It is important to understand that we do not view class imbalance, which
results from a relative difference in frequency between the classes, as a prob-
lem at the data level — the problem only exists because most algorithms do not
respond well to such imbalances. The straightforward method for dealing with
class imbalance is via sampling, a method that operates at the data level. But this
method for dealing with class imbalance has many problems, as we discussed
previously (e.g., undersampling involves discarding potentially useful data) and
is far from ideal. A much better solution would be to develop algorithms that
can handle the class imbalance. At the current moment, sampling methods do
perform competitively and therefore cannot be ignored, but it is important to
recognize that such methods will always have limited value and that algorithmic
solutions can potentially be more effective. We discuss these methods next (e.g.,
one-class learning) because we view them as addressing foundational algorithmic
issues.
Algorithm-level issues mainly involve the ability to find subtle patterns in
data that may be obscured because of imbalanced data and class imbalance,
in particular (i.e., relative rarity). Finding patterns, such as those that identify
examples belonging to a very rare class, is a very difficult task. To accomplish
this task, it is important to have an appropriate search algorithm, a good evaluation
metric to guide the heuristic search process, and an appropriate inductive bias.

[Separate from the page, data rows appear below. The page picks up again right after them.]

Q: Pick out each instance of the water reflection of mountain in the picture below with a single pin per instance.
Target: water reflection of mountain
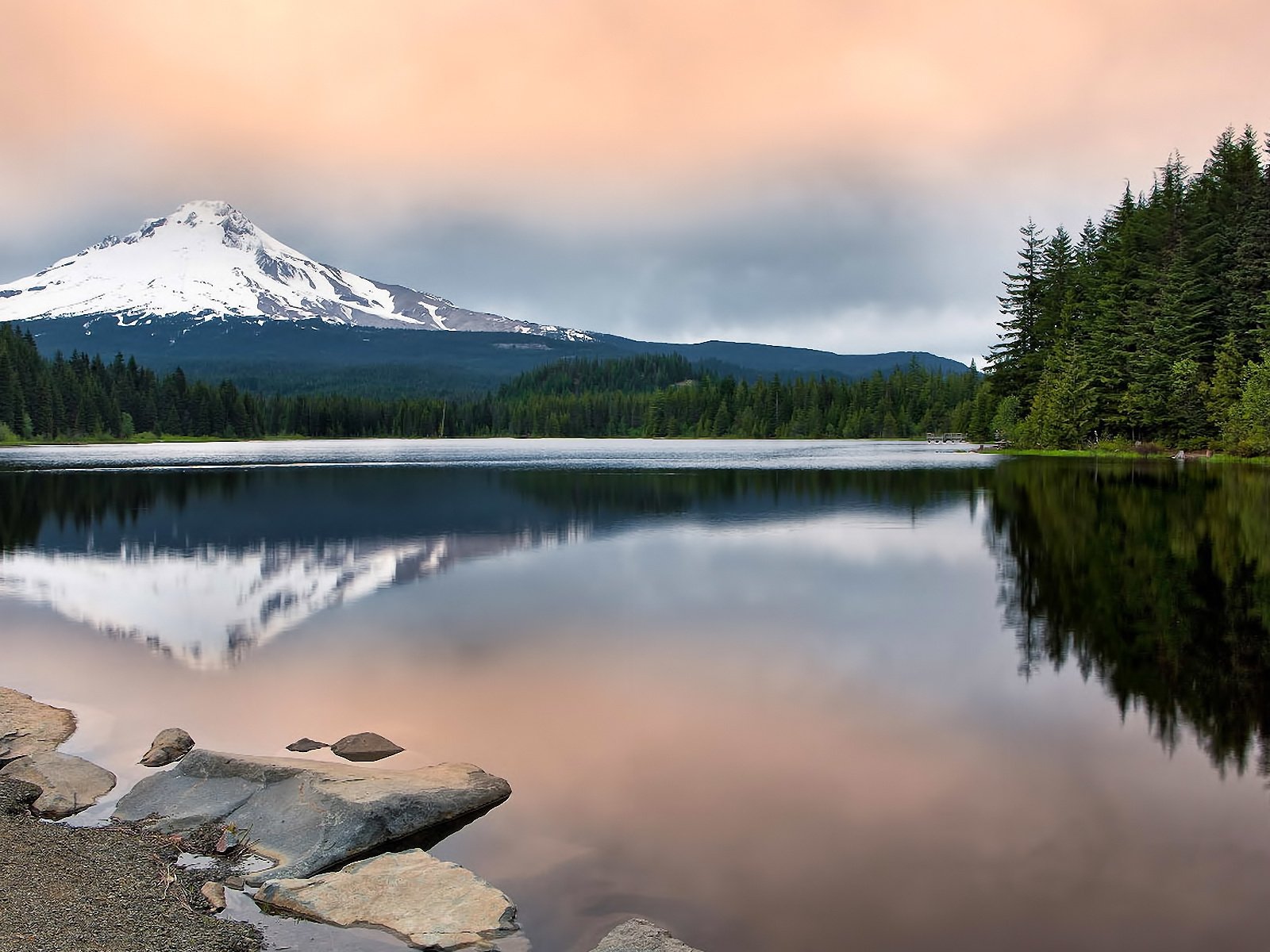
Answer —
(1153, 579)
(205, 565)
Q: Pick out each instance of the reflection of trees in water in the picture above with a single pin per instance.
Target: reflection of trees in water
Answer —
(310, 505)
(1153, 579)
(83, 501)
(740, 492)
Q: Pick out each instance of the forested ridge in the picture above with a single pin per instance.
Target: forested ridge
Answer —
(637, 397)
(1151, 324)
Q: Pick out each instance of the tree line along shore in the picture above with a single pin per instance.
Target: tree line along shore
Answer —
(1153, 323)
(83, 397)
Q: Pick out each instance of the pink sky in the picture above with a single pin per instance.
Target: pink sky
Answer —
(635, 140)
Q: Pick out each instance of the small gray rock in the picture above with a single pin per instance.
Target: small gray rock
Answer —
(67, 784)
(429, 903)
(17, 797)
(305, 744)
(641, 936)
(215, 895)
(365, 747)
(168, 748)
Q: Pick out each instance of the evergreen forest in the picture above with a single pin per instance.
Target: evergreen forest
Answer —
(83, 397)
(1153, 324)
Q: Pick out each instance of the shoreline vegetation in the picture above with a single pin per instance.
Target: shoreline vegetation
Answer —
(82, 397)
(341, 860)
(1153, 324)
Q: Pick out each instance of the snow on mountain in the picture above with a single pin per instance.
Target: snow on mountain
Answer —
(207, 260)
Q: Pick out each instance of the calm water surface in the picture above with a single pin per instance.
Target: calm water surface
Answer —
(772, 695)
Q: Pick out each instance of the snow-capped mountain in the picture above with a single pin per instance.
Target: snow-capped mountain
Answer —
(209, 262)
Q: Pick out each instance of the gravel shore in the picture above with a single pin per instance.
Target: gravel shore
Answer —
(99, 890)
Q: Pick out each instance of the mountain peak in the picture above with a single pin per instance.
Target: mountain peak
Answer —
(203, 206)
(210, 262)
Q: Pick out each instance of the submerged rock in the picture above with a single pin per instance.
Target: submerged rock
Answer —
(305, 744)
(31, 727)
(641, 936)
(215, 895)
(309, 816)
(17, 797)
(365, 747)
(169, 746)
(429, 903)
(67, 784)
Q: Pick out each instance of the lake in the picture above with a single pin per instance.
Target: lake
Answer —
(775, 696)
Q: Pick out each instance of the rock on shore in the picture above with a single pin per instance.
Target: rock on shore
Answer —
(169, 746)
(309, 816)
(31, 727)
(429, 903)
(641, 936)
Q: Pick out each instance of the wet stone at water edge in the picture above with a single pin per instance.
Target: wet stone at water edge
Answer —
(365, 747)
(305, 744)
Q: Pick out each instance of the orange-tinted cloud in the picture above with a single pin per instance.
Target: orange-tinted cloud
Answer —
(470, 97)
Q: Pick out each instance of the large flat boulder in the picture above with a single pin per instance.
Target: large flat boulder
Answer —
(168, 747)
(309, 816)
(31, 727)
(67, 784)
(641, 936)
(429, 903)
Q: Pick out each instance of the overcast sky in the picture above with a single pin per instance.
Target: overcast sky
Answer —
(844, 175)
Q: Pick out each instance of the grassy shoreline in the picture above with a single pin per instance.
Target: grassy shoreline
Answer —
(1132, 455)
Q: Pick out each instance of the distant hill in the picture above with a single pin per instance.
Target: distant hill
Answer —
(206, 290)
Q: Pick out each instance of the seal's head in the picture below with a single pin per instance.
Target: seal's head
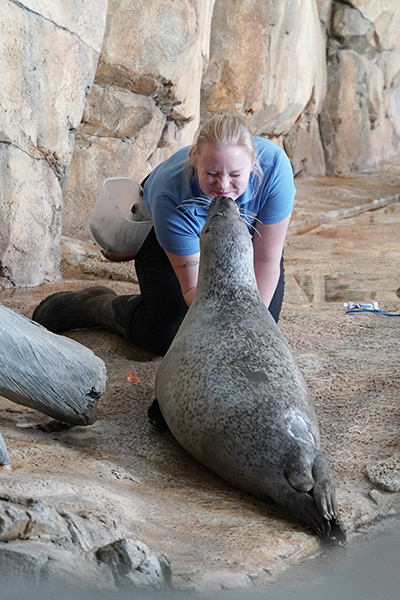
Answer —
(226, 248)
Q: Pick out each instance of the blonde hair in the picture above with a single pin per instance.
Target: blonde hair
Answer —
(222, 131)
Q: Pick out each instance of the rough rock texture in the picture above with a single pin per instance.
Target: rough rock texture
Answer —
(146, 102)
(136, 483)
(98, 89)
(41, 543)
(48, 58)
(359, 126)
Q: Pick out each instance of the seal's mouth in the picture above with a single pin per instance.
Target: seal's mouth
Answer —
(224, 204)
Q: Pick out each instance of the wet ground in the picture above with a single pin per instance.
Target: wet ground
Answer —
(215, 536)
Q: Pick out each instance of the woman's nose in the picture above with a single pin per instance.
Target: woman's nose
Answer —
(223, 182)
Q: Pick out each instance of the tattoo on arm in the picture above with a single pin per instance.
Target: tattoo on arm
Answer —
(190, 263)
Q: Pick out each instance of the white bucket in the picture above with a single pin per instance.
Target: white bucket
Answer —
(120, 223)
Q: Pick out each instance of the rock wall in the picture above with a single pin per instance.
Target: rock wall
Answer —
(95, 89)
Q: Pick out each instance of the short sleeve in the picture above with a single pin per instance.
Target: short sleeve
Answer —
(277, 191)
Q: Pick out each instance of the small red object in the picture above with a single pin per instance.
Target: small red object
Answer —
(132, 377)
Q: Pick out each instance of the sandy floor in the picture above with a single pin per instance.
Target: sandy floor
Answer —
(215, 536)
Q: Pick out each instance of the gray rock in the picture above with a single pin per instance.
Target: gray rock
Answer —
(133, 565)
(4, 458)
(48, 372)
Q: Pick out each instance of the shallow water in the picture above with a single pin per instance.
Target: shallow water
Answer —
(365, 569)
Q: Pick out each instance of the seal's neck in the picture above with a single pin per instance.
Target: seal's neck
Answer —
(227, 266)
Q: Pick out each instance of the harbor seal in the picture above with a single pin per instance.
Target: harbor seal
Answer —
(231, 391)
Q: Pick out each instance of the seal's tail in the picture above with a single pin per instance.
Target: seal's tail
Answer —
(317, 505)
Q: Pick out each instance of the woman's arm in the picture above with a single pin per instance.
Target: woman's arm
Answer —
(186, 269)
(268, 248)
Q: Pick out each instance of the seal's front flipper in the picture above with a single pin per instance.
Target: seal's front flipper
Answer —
(155, 415)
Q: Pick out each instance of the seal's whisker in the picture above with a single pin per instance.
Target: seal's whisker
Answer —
(246, 219)
(202, 202)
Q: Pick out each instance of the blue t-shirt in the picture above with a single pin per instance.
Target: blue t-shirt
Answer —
(175, 200)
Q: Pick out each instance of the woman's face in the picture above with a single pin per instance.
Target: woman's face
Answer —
(222, 171)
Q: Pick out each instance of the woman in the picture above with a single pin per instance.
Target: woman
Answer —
(225, 160)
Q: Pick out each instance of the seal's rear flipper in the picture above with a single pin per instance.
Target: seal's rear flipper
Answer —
(324, 495)
(304, 506)
(155, 415)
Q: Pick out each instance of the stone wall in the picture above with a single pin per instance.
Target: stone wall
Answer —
(94, 89)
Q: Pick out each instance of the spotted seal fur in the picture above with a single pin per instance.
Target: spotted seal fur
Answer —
(231, 391)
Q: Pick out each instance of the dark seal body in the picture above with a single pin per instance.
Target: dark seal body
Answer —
(231, 391)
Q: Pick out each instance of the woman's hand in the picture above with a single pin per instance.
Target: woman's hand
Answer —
(186, 269)
(268, 248)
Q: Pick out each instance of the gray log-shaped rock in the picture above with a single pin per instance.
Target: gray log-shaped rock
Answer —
(48, 372)
(4, 458)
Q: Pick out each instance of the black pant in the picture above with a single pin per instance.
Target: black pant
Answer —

It is also important to deal with issues such as data fragmentation, which can
be problematic especially for imbalanced data. The most common mechanism
for dealing with this algorithm-level problem is to use sampling, a data-level
method, to reduce the degree of class imbalance. But for reasons outlined earlier,
this strategy does not address the foundational underlying issue — although it
does provide some benefit. The strategies that function at the algorithm level
include using a non-greedy search algorithm and one that does not repeatedly
partition the search space; using search heuristics that are guided by metrics that
are appropriate for imbalanced data; using inductive biases that are appropriate
for imbalanced data; and using algorithms that explicitly or implicitly focus on
the rare classes or rare cases, or only learn the rare class.
2.6 MISCONCEPTIONS ABOUT SAMPLING METHODS
Sampling methods are the most common methods for dealing with imbalanced
data, but yet there are widespread misconceptions related to these methods.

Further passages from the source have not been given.